Manfred M.: "Die Vorwürfe im Strafantrag sind in sich zusammengebrochen
und eindeutig widerlegt." Sein Mandant sei nicht im Zweifel, sondern wegen
"erwiesener Unschuld" freizusprechen. Wenn es heute strenge Brandnormen
für Seilbahnen gebe, so sei dies die Folge von Kaprun - aber diese Normen dürfe
man nicht zu Lasten der Beschuldigten auf die Vergangenheit anwenden: Denn die
Ausstattung der Bahn, die seinem Mandanten angelastet werde, habe sehr wohl dem
damaligen Stand der Technik entsprochen. In der gesamten Fachwelt sei man
damals davon ausgegangen, dass ein Brand in einer Standseilbahn unmöglich sei.

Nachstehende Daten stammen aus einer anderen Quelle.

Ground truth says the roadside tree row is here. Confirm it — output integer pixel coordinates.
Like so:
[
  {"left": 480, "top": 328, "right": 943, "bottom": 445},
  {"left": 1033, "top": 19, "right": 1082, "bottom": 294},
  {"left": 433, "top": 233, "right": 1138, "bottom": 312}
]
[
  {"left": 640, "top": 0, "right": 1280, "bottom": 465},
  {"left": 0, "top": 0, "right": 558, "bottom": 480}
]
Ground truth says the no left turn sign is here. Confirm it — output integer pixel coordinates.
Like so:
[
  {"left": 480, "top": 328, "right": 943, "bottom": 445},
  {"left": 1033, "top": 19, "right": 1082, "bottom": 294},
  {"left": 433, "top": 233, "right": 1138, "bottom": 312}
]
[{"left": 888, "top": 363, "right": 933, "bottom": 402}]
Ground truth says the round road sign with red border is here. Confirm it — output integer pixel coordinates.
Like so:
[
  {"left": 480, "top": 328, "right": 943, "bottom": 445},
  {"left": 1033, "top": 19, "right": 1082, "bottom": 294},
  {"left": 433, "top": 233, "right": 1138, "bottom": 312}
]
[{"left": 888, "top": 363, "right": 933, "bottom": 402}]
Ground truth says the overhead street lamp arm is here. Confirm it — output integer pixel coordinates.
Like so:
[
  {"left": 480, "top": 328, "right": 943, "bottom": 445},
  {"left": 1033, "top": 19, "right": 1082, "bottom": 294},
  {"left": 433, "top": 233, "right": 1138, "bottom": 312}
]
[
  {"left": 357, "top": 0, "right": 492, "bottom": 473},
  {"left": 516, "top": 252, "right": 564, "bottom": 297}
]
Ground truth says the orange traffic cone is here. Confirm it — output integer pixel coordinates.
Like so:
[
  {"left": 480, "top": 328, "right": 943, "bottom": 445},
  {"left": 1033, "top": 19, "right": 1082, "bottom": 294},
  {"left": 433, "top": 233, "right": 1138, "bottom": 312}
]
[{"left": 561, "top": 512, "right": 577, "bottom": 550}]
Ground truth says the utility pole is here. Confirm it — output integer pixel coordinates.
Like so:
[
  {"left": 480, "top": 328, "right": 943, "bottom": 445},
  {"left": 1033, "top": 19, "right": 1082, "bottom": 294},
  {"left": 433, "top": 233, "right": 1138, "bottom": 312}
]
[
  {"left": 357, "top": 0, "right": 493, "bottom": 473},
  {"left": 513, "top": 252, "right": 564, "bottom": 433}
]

Niemand habe eine solche Katastrophe voraussehen können, von einer objektiven
Sorgfaltswidrigkeit des GBK-Direktors könne keine Rede sein. Was den die
Tragödie auslö-senden Heizlüfter im Führerstand der Bahn betreffe, so habe sich
Ing. Manfred M. laut arbeitsteiligem Prinzip auf die Gewährleistung des
Sicherheitsstandards durch die Fa. Swoboda verlassen dürfen, die den
Wagenaufbau und den Einbau des Gerätes besorgte.
Verteidiger
RA Hauslauer betonte, man könne vom angeklagten GBK-Betriebsleiter Günther B.

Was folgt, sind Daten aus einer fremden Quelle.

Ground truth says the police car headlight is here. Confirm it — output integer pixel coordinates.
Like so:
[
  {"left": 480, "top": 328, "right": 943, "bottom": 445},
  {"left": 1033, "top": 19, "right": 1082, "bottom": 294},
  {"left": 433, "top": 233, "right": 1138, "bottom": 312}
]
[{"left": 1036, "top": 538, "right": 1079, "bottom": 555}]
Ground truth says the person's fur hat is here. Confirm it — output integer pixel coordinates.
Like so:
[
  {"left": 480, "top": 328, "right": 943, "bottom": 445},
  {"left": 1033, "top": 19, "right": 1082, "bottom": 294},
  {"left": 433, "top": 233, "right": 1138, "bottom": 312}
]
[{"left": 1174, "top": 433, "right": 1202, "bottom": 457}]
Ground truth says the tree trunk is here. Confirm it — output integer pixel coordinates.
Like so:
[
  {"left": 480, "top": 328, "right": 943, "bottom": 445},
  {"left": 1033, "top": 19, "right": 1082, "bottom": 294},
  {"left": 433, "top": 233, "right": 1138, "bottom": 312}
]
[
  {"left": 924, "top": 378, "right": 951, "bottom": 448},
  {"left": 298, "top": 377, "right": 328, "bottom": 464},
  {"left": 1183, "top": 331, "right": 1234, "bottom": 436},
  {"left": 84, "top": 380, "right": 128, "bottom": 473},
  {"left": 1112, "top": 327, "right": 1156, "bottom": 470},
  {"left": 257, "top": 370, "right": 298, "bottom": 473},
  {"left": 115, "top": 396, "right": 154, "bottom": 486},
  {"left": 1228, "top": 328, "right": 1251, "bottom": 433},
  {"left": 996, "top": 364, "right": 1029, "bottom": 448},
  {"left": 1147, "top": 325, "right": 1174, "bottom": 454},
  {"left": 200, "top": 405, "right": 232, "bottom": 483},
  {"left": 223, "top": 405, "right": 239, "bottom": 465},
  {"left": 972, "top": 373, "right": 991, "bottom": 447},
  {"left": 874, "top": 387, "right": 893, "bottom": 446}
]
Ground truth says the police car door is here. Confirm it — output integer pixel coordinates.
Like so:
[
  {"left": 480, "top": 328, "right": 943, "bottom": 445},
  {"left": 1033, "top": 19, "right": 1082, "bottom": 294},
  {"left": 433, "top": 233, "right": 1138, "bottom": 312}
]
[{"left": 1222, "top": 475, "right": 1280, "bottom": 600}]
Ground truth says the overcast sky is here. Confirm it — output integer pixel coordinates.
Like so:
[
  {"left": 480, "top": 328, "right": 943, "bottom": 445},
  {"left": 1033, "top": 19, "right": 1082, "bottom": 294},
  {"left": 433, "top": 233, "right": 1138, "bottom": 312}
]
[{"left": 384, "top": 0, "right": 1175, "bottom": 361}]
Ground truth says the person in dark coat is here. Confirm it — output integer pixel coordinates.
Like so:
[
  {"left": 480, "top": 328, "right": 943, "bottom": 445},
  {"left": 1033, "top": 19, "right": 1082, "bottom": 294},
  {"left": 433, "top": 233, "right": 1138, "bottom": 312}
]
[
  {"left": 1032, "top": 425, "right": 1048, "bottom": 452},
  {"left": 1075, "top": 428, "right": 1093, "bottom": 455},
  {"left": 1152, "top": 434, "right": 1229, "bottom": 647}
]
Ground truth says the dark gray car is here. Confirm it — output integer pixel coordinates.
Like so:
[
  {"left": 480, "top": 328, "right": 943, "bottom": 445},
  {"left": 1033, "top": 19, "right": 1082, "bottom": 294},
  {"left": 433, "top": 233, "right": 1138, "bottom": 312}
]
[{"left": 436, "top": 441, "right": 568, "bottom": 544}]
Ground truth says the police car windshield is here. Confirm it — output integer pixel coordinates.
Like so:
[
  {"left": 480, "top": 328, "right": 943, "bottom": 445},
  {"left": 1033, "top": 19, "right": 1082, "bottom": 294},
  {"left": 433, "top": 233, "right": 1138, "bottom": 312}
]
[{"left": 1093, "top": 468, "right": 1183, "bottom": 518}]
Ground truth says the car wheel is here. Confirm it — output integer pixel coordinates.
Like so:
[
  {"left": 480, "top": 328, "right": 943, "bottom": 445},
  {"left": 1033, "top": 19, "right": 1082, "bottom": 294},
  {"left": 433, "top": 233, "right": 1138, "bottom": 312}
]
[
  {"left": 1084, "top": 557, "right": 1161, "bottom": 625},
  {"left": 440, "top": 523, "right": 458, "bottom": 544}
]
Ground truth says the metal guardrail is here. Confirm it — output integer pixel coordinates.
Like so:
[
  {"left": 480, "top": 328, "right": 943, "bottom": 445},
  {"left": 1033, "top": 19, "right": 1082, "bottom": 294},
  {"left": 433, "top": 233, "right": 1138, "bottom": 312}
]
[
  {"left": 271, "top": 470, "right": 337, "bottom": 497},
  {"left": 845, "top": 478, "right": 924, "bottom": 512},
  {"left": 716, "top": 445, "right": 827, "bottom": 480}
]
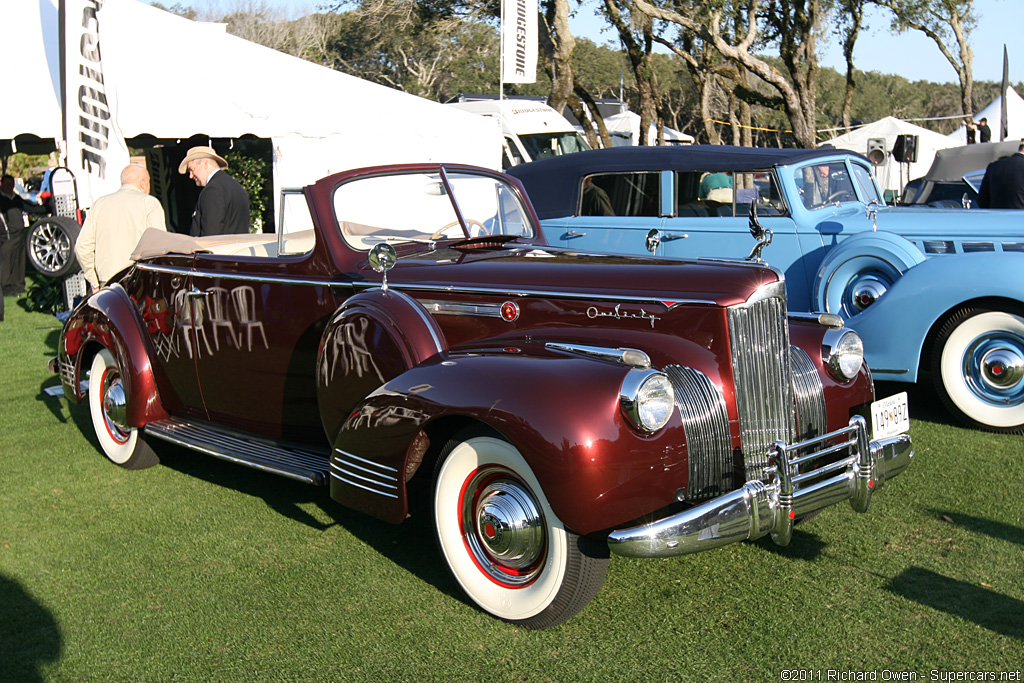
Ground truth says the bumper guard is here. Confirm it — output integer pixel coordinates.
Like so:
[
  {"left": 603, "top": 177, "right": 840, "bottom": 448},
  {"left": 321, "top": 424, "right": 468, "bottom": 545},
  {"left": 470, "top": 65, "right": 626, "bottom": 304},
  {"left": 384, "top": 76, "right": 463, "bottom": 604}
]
[{"left": 608, "top": 416, "right": 913, "bottom": 557}]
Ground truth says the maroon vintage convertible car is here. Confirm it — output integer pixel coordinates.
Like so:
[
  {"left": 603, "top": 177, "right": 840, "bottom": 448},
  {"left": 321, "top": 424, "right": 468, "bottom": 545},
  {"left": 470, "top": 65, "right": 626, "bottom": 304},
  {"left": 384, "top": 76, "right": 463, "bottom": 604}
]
[{"left": 55, "top": 165, "right": 912, "bottom": 628}]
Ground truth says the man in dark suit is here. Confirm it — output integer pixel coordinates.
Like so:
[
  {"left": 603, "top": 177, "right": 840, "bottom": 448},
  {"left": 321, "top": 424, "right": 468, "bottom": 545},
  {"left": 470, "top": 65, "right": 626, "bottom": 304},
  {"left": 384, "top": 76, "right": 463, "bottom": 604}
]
[
  {"left": 178, "top": 146, "right": 249, "bottom": 238},
  {"left": 978, "top": 140, "right": 1024, "bottom": 209}
]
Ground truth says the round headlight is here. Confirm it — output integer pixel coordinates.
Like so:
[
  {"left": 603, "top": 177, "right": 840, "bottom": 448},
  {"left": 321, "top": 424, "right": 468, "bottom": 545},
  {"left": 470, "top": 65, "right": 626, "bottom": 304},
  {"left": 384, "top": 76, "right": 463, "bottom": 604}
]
[
  {"left": 821, "top": 330, "right": 864, "bottom": 382},
  {"left": 618, "top": 370, "right": 675, "bottom": 432}
]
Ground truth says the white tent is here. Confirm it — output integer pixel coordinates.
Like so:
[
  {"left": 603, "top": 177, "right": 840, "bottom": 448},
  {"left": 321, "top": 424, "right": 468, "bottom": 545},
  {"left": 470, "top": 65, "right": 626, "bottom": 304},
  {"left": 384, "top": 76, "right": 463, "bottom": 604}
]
[
  {"left": 0, "top": 0, "right": 501, "bottom": 205},
  {"left": 604, "top": 111, "right": 693, "bottom": 146},
  {"left": 947, "top": 86, "right": 1024, "bottom": 144},
  {"left": 820, "top": 116, "right": 956, "bottom": 191}
]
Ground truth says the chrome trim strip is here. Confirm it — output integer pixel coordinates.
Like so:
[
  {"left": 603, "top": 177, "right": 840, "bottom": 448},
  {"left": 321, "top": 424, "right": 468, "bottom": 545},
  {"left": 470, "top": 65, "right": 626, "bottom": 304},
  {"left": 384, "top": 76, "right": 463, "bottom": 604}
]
[
  {"left": 334, "top": 449, "right": 398, "bottom": 472},
  {"left": 136, "top": 263, "right": 719, "bottom": 308},
  {"left": 331, "top": 462, "right": 398, "bottom": 481},
  {"left": 331, "top": 472, "right": 398, "bottom": 499},
  {"left": 544, "top": 342, "right": 650, "bottom": 370},
  {"left": 376, "top": 284, "right": 444, "bottom": 352},
  {"left": 331, "top": 463, "right": 398, "bottom": 490},
  {"left": 419, "top": 299, "right": 502, "bottom": 317}
]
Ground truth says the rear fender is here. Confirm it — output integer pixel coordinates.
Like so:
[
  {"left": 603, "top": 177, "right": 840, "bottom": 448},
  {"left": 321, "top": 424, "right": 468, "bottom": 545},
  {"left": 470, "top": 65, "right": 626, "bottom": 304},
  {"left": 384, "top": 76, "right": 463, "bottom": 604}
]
[
  {"left": 57, "top": 284, "right": 169, "bottom": 427},
  {"left": 331, "top": 349, "right": 687, "bottom": 533},
  {"left": 316, "top": 289, "right": 447, "bottom": 441},
  {"left": 847, "top": 252, "right": 1024, "bottom": 382}
]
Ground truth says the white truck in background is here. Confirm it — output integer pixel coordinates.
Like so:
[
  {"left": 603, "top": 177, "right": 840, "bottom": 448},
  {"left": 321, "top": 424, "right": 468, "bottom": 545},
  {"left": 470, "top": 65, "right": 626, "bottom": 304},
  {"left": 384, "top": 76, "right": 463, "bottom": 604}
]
[{"left": 447, "top": 95, "right": 590, "bottom": 169}]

nicht verlangen, "hellseherischer" zu sein als die gesamte Fachwelt,
die einen Seilbahnbrand ausgeschlossen habe. Der eingebaute Heizlüfter sei
"für sich genommen unauffällig" gewesen. Der fatale Produktionsfehler
des Gerätes, der zu dessen Entzündung führte, sei nicht erkennbar gewesen und
damit eben auch kein Gefahrenpotenzial, das sich ja erst in "schicksalhafter
Entwicklung" realisiert habe.
Die
Sachverständigen hätten die Vorwürfe im Strafantrag widerlegt. Man könne wohl
nicht von einem Betriebsleiter mit 120 Mitarbeitern verlangen, sich persönlich
um einen Heizlüfter zu kümmern.
RA Peter
Lechenauer vertritt mit RA Rene Musey den technischen Leiter der Firma Swoboda
(Wagenaufbau), Ing. Robert V., und den Projekttechniker Ing. Günther P.
Lechenauer führte Folgendes ins Treffen: Die Konstruktion habe dem damaligen
Stand der Technik entsprochen. Da der Unglückszug verbrannt sei, habe man an
der erhalten gebliebenen Garnitur nur eine "Vergleichsbefundung"

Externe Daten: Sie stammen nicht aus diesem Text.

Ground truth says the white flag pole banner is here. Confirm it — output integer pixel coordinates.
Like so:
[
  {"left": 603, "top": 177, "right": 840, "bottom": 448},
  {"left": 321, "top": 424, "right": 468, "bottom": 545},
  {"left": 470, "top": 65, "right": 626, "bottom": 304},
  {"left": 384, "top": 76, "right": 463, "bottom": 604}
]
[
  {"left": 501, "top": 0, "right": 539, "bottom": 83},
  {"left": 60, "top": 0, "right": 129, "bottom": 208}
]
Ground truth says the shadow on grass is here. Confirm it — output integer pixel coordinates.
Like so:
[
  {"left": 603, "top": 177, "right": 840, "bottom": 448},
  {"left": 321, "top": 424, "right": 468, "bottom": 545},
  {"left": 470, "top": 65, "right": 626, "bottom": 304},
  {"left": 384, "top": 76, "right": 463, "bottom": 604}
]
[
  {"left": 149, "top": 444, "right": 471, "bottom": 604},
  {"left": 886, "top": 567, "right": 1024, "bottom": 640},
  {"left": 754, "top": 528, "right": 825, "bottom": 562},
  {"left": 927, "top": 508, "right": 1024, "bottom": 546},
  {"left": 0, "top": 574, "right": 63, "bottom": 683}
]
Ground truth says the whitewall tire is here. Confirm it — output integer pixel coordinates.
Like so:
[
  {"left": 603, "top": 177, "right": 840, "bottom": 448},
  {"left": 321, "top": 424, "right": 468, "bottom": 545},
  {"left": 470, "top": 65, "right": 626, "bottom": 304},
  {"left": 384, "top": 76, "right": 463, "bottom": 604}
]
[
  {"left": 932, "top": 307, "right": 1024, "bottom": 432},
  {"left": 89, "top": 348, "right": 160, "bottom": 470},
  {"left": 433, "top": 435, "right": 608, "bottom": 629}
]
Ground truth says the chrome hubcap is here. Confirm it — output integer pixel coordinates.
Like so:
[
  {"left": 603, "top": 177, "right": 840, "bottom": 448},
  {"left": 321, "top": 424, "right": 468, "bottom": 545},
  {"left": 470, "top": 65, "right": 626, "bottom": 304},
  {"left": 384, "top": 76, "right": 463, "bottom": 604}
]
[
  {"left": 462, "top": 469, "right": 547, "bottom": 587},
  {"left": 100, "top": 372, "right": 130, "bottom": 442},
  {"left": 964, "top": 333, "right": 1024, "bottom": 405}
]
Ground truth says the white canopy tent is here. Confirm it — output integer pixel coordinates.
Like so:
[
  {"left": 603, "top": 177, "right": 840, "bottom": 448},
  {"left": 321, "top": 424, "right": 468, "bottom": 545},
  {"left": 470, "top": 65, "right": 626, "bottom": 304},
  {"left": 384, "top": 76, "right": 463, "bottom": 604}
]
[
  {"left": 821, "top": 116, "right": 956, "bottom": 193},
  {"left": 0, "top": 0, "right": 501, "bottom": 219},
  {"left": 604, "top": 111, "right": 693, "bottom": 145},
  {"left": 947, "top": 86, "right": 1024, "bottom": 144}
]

durchführen können. Bereits geringe Differenzen ließen aber andere Brandabläufe
und auch -ursachen zu, etwa einen elektrischen Zündfunken. Gehe man wie die
Gutachter vom Heizlüfter-Einbau aus, so habe die Firma Swoboda jedenfalls nicht
dessen Elektroanschlüsse besorgt. Er halte es insgesamt für unverständlich, so
Lechenauer, dass nicht auch Vertreter der Firma Siemens auf der Anklagebank
säßen.
Heizlüfter-Fehler
"nicht erkennbar"
Den
Heizlüfter hätten seine Mandanten nicht selbst besorgt, der Einbau sei durch
einen Facharbeiter erfolgt. Keine Norm besage, dass der Einbau eines
Heizlüfters aus Kunststoff sorgfaltswidrig sei, auch nicht in Fahrzeuge - das
stehe nur in der Betriebsanleitung, die seine Mandanten gar nicht kannten, und
überdies sei ein Schrägaufzug kein "Fahrzeug". Den fatalen
Produktionsfehler des Gerätes hätten seine Mandanten nicht erkennen können und
er liege überdies "außerhalb jeder vom Erwerber dieses Gerätes zu
beachtenden Sorgfaltserfordernisse".
Die Reihe der
Plädoyers wurde am Nachmittag fortgesetzt.